A bill passed Tuesday in the Senate committee that will protect people with religious beliefs from being discriminated against.
However, opponents of House Bill 1523 think it is aimed at discriminating against the LGBT community.
The bill defines marriage as the union between one man and one woman. Sen. Chris McDaniel said the goal is to protect individuals and businesses from getting discriminated against for their beliefs.
“These individuals, pastors, business owners whoever should not have to choose to have to violate their conscience or have the iron fist of government come down on them,” McDaniel said.
House Speaker Philip Gunn filed this bill after a Kentucky clerk was put in jail for refusing to issue marriage licenses to gay couples.

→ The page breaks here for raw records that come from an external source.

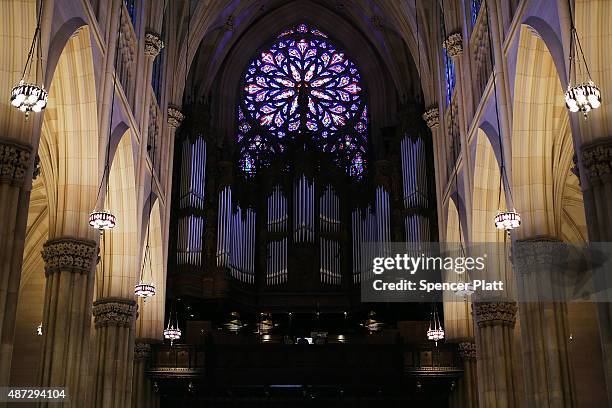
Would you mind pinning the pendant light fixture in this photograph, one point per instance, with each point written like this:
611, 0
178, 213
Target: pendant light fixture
172, 331
508, 219
436, 331
101, 218
29, 97
582, 94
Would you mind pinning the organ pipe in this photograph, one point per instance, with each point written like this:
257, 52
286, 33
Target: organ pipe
303, 210
192, 188
224, 224
414, 173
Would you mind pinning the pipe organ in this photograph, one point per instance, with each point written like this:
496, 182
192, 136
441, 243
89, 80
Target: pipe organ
414, 177
329, 248
224, 226
318, 227
242, 247
371, 234
276, 251
303, 210
191, 203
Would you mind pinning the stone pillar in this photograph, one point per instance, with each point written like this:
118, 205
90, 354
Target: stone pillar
69, 266
431, 116
544, 325
114, 320
143, 392
596, 158
494, 344
465, 394
14, 162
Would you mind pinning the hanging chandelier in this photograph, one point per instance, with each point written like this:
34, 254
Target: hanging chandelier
435, 331
144, 290
372, 323
582, 94
102, 220
234, 324
29, 97
507, 220
172, 331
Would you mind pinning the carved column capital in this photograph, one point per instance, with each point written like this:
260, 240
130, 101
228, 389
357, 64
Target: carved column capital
432, 117
453, 45
69, 254
467, 350
153, 44
175, 117
597, 160
14, 161
142, 351
114, 312
537, 255
492, 313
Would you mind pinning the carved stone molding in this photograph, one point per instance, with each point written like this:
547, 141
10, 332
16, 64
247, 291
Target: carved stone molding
492, 313
114, 312
175, 117
432, 117
537, 255
467, 350
36, 171
142, 351
69, 255
597, 160
14, 162
153, 44
453, 45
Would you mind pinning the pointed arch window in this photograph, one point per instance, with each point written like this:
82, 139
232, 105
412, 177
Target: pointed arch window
302, 84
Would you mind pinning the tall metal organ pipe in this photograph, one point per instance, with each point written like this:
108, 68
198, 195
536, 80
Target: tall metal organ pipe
276, 262
329, 249
303, 209
192, 189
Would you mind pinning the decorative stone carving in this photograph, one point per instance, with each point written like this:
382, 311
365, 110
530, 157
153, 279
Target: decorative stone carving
153, 44
597, 160
69, 255
492, 313
114, 312
36, 171
175, 117
376, 21
432, 117
467, 350
453, 45
14, 161
536, 255
142, 351
229, 24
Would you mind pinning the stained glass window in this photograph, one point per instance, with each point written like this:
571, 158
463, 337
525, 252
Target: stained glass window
449, 73
131, 6
302, 83
475, 10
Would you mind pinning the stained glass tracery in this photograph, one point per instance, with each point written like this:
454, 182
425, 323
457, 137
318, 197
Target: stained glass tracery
302, 83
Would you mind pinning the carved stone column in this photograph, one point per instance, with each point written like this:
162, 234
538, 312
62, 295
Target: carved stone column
114, 320
596, 158
69, 266
494, 338
143, 392
431, 116
465, 394
544, 324
14, 161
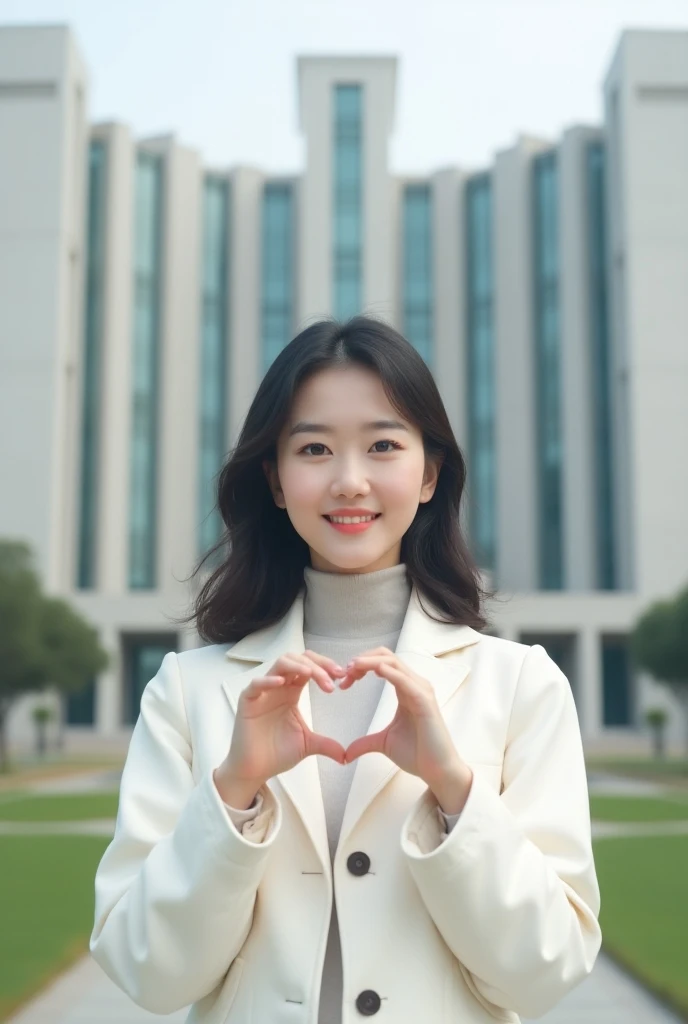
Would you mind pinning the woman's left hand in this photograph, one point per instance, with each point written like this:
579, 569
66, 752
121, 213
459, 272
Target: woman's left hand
417, 739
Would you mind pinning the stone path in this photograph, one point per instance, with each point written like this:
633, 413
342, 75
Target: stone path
85, 994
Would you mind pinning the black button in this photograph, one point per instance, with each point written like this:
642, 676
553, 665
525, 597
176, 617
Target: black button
368, 1003
358, 863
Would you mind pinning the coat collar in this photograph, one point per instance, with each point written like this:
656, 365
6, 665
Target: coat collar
421, 644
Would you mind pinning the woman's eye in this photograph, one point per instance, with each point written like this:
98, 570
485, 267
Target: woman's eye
323, 448
394, 444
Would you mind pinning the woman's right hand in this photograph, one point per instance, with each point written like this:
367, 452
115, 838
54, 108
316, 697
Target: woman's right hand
269, 735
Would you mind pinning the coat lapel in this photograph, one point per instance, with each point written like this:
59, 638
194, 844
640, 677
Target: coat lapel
421, 644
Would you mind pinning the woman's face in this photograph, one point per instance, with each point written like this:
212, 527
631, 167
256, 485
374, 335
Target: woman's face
346, 452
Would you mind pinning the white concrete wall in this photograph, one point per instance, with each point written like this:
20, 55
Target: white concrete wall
578, 437
245, 363
179, 351
514, 363
647, 94
449, 283
316, 79
114, 462
42, 155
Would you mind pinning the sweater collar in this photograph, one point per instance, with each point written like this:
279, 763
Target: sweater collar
355, 605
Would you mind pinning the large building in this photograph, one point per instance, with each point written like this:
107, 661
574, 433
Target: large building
142, 296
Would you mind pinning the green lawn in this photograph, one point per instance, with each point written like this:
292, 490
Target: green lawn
639, 808
46, 892
46, 895
61, 807
644, 915
672, 770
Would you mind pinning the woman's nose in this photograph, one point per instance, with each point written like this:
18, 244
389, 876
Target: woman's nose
349, 479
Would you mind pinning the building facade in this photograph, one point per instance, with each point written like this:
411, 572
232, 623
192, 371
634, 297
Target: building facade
143, 296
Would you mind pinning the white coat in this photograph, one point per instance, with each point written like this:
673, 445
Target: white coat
498, 919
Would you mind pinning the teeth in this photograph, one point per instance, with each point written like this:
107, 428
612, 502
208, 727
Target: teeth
347, 519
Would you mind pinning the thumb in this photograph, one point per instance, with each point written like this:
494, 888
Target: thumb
325, 745
372, 743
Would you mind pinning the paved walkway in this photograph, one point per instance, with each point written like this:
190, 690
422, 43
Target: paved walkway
85, 994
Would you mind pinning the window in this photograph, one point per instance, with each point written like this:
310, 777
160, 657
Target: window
90, 432
418, 268
143, 479
276, 269
616, 681
480, 371
213, 355
600, 361
347, 177
80, 706
142, 657
548, 382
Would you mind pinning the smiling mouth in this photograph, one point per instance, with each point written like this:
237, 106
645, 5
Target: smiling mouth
347, 520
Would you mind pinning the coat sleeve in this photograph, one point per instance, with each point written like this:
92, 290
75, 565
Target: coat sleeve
513, 888
175, 889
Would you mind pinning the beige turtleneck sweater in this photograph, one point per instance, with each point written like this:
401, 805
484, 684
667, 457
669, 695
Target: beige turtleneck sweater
344, 615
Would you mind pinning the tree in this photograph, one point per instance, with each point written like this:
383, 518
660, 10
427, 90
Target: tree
659, 645
43, 641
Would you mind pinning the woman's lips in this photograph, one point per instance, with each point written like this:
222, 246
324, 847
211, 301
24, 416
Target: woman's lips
351, 527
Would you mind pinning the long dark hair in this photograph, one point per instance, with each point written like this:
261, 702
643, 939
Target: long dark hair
262, 557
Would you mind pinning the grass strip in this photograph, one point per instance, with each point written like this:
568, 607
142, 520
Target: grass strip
46, 895
58, 807
639, 808
644, 914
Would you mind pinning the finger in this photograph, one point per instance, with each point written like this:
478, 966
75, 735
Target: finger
374, 743
375, 651
334, 668
315, 743
412, 691
302, 669
360, 668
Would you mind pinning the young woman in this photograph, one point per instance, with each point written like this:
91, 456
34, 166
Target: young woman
351, 801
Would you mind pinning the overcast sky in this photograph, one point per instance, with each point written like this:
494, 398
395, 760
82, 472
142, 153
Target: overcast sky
472, 74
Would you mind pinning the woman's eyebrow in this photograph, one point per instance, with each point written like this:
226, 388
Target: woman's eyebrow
303, 427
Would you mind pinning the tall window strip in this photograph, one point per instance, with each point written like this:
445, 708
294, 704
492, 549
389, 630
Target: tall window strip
348, 200
147, 273
90, 433
548, 371
601, 382
480, 400
418, 294
276, 269
214, 321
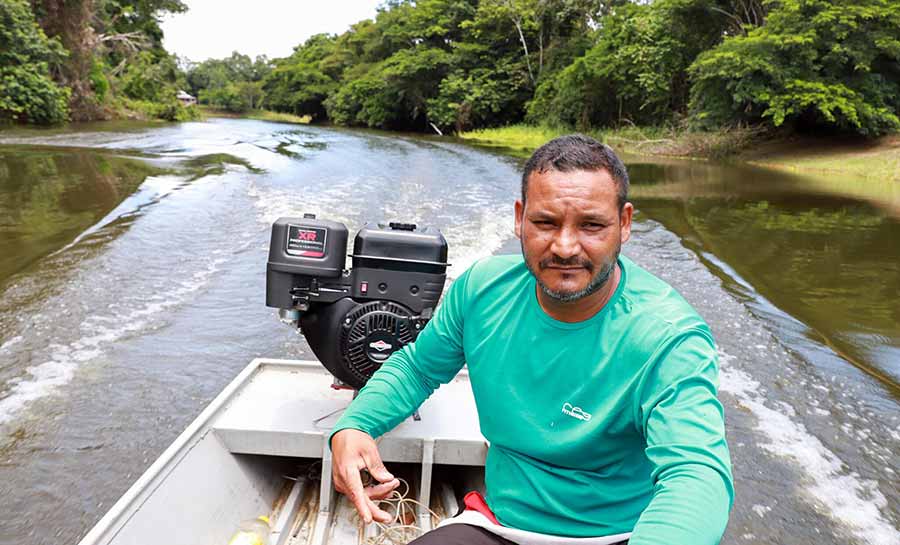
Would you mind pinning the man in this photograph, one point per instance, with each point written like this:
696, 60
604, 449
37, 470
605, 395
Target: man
595, 382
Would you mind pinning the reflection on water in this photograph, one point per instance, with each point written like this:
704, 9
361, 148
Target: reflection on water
48, 197
824, 252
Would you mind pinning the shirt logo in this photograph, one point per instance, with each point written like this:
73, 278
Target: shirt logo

McDaniel said this bill will prevent things like this from happening.
"The state should not be allowed to punish someone simply for their deeply held religious beliefs that runs counter to the very founding of this country,” McDaniel said.
Nathan Martin, president of the Spectrum Center, an organization for LBGT individuals said the bill makes him worried about LGBT people in the work force.
“Not that many people understand what it’s like to have to hide part of yourself when you go for a job or apply to find work somewhere,” Martin said.
House Bill 1523 protects employment-related decisions when it comes to hiring and firing individuals if their beliefs are not consistent with their business.
“You are just trying to make a living and you find out your boss doesn’t like LGBT, lesbian, gay and suddenly you’re very afraid that your boss is going to find out,” Martin said.
The house passed the bill in February with an 80 to 39 vote and the bill is currently on the Senate floor.